Pour bien juger du mérite de cet ouvrage, il faut saisir le but principal de l’Auteur, qui est de justifier la pratique de l’Eglise, en excommuniant les Comédiens et en tolérant ceux qui vont aux Spectacles. Pour cela il rassemble plusieurs faits d’où dépend la connaissance des Spectacles de différents siècles, et rapporte les Jugements des Docteurs de l’Eglise et des Théologiens. Ces faits ainsi réunis et appuyés de réflexions sages et mesurées, forment des preuves supérieures, aux raisonnements purement spéculatifs.

Quoique cet ouvrage soit posthume, on ose espérer qu’on ne le trouvera pas indigne de la réputation de l’Auteur ; on n’a encore donné aucun ouvrage en notre langue, sur les Jeux de Théâtre, où il y ait tant de choses curieuses.
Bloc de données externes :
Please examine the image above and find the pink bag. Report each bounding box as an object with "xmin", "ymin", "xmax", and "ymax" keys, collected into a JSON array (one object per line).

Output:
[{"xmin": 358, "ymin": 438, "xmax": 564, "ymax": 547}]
On avait d’abord résolu de mettre ici un éloge historique du Père le Brun. Mais on a cru devoir le réserver pour un ouvrage plus considérable qui est actuellement sous presse. C’est un Traité du Discernement des effets naturels d’avec ceux qui ne le sont pas, avec l’Histoire Critique des Pratiques superstitieuses qui ont séduit les peuples et embarrassé les Savants. Outre des augmentations considérables, l’Auteur a refondu entièrement son ouvrage, et l’a rendu plus méthodique et plus exact.